Een student in Nederlands 2 gaf onlangs een boeiende (fesselnde) presentatie over Oranje en de Nederlandse ziel. Hij verzuimde niet uit te leggen dat ziel in dit geval niet Ziel (nl – doel) maar Seele betekent. U ziet: onze studenten gaan geen pretentieus thema uit de weg.
Een en ander heeft ertoe geleid dat ik de geschiedenis van de appeltjes van oranje eens op een rijtje heb gezet.
De Vader des Vaderlands erfde op jonge leeftijd het prinsdom (la principauté) Orange (dat ligt ergens in de buurt van Avignon – sur le pont… en Arles, waar Vincent van Gogh zijn onvergetelijke bruggetje schilderde) en de bijbehorende titel: deze Graaf van Nassau was voortaan ook Prins van Oranje.
By the way: het geslacht van Willem van Oranje-Nassau stierf met stadhouder Willem III (dat is die die koning van Engeland werd) in mannelijke lijn uit. Na een stadhoudersloos tijdperk werd een nakomeling van een broer van Willem I (Nassauers van deze tak waren in Friesland stadhouder) tot erfstadhouder van de Republiek der Verenigde Provinciën benoemd en hij erfde de bijbehorende titels.
Dat vond het Pruisische koningshuis niet helemaal in de haak: das geht nicht mit rechten Dingen zu! Tenslotte was de stammoeder van de Hohenzollerns (de vrouw van de Grote Keurvorst) een directe afstammeling van die eerste Willem (een kleindochter om precies te zijn): Louise Henriëtte – en dier (deren) vader Frederik Hendrik had in zijn testament bepaald dat na de zoon de oudste dochter zou erven.
Strubbelingen omtrent een erfenis komen in de beste families voor… ja, het familiehoofd van de Hohenzollerns heeft in feite het recht de titel Prins van Oranje te voeren. Maar ach, na 1918 speelt die kwestie niet meer.

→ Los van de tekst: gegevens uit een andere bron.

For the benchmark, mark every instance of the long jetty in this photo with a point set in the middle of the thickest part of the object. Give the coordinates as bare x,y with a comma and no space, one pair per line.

In de 19e eeuw, na de Franse tijd, werd Nederland een koninkrijk met als staatshoofd een nakomeling van die Friese stadhouders, van een jongere broer van Willem I dus – een kniesoor (Griesgram) die daarom maalt.
Het nationalisme vierde hoogtij (Urständ feiern) en de Nederlanders haalden hun 17e-eeuwse helden uit de kast. Michiel de Ruyter (In een blauwgeruite kiel…) bijvoorbeeld en Piet Hein: hij wist de Spaanse zilvervloot buit te maken en het koninkrijk der Nederlanden (en ik nog op de basisschool) zong:
Heb je wel gehoord van de zilveren vloot
De zilveren vloot uit Spanje?
Die had er veel Spaanse matten aan boord,
En appeltjes van Oranje.
Piet Hein!, Piet Hein!,
Piet Hein, zijn naam is klein,
Zijn daden benne groot,
Zijn daden benne groot:
Hij heeft gewonnen de Zilveren Vloot,
die heeft gewonnen, gewonnen de Zilveren Vloot.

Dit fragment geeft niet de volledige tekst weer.